Remember the Ofgem price cap?
A little over a year ago it was the headline grabber, with the news that the so-called utility price cap set by Ofgem would be rising in April 2022 from £1,277 a year to £1,971 – a 54% increase. The price leap prompted a flurry of government measures, including £150 council tax rebates, followed by a universal £400 payment and the introduction of an Energy Price Guarantee (EPG).
It was all somewhat bewildering, especially as the cap (and the EPG) were not limits on total household energy costs, but merely a regionally based ceiling on the standing and unit charges that suppliers could levy. In the March 2023 Budget, the Chancellor added a further twist by deferring a £500 increase in the EPG to £3,000 from April to July 2023.
Since last October, the EPG has been lower than the Ofgem price cap, meaning the Ofgem measure lost its consumer relevance. However, it has mattered to the government, which has been forced to meet the significant cost difference between the two. From July, the situation changes.
On 25 May, Ofgem announced that its new price cap for the three months from 1 July will be £2,074, 32% less than its April – June figure. Consequently, the EPG is the figure that will now become irrelevant – the consumer will pay less thanks to the new Ofgem price cap and the government will be off the hook for subsidising domestic bills.
On current estimates from Cornwall Insights, the next two iterations of Ofgem price caps (October – December 2023 and January – March 2024) will be close to the July quarter and well below the EPG. Thereafter, the EPG disappears, leaving the Ofgem cap the sole price arbiter.

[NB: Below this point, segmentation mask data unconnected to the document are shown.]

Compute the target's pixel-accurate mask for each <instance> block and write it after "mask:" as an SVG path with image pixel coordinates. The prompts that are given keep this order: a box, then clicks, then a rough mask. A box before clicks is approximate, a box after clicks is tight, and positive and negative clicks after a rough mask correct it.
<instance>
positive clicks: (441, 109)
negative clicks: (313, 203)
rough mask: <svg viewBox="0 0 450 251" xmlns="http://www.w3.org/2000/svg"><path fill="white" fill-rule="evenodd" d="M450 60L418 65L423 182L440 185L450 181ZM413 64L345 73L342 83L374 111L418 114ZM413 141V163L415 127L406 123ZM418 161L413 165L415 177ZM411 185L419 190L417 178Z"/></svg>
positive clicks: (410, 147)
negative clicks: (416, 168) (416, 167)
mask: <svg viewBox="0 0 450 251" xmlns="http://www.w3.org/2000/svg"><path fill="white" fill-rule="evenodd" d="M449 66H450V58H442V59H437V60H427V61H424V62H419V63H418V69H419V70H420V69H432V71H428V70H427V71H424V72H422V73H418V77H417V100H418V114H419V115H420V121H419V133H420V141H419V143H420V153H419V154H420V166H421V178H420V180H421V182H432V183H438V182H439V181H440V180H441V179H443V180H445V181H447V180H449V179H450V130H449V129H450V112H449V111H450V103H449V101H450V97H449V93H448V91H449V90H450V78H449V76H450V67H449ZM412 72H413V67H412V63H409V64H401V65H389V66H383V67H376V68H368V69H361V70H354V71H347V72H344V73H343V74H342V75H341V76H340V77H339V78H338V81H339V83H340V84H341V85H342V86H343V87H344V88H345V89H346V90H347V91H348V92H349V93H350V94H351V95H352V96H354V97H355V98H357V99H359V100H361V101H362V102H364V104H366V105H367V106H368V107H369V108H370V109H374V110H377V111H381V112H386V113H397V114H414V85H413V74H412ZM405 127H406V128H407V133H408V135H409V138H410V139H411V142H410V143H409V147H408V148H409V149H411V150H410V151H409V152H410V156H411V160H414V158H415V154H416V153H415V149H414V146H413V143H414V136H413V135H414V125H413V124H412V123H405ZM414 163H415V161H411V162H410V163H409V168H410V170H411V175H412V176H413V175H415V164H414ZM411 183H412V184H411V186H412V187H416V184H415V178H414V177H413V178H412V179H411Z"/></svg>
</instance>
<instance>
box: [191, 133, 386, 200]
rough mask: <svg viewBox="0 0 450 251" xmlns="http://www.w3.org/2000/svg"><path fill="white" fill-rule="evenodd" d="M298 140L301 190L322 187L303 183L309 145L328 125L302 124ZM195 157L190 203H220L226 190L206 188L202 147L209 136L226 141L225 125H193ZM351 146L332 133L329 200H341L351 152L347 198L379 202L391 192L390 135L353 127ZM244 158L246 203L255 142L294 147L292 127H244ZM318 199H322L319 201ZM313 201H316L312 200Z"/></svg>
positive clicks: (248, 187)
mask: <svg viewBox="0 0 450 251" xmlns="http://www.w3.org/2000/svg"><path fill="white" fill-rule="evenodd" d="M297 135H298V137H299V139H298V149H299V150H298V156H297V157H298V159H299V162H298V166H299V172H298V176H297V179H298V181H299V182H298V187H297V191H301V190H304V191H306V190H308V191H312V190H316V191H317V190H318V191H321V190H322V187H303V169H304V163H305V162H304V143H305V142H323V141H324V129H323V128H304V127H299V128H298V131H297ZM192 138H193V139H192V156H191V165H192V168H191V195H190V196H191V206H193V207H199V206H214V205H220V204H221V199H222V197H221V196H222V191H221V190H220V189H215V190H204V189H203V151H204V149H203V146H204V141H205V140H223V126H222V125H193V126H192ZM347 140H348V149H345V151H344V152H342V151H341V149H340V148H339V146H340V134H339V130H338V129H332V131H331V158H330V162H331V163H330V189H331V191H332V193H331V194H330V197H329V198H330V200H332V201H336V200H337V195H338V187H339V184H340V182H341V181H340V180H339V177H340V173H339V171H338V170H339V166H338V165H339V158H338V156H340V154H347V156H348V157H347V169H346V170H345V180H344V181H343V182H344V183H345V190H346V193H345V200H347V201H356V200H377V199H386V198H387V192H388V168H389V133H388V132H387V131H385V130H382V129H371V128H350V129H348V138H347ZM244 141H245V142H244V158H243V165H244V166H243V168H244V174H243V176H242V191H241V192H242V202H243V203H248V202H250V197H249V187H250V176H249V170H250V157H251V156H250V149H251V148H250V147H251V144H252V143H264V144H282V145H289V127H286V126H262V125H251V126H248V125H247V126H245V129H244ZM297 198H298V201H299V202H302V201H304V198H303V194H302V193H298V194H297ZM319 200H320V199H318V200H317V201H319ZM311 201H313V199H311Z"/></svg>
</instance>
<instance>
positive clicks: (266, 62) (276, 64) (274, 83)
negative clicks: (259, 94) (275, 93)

The July switchback to Ofgem may encourage some providers to offer fixed rate deals – at present over 90% of domestic users are on the standard variable tariff, which not so long ago was considered the worst deal. As with many other financial decisions, you may find yourself wondering how much you are prepared to pay for certainty (such as a two-year fix) over the uncertainty (variable rates) that might deliver lower – or higher – costs.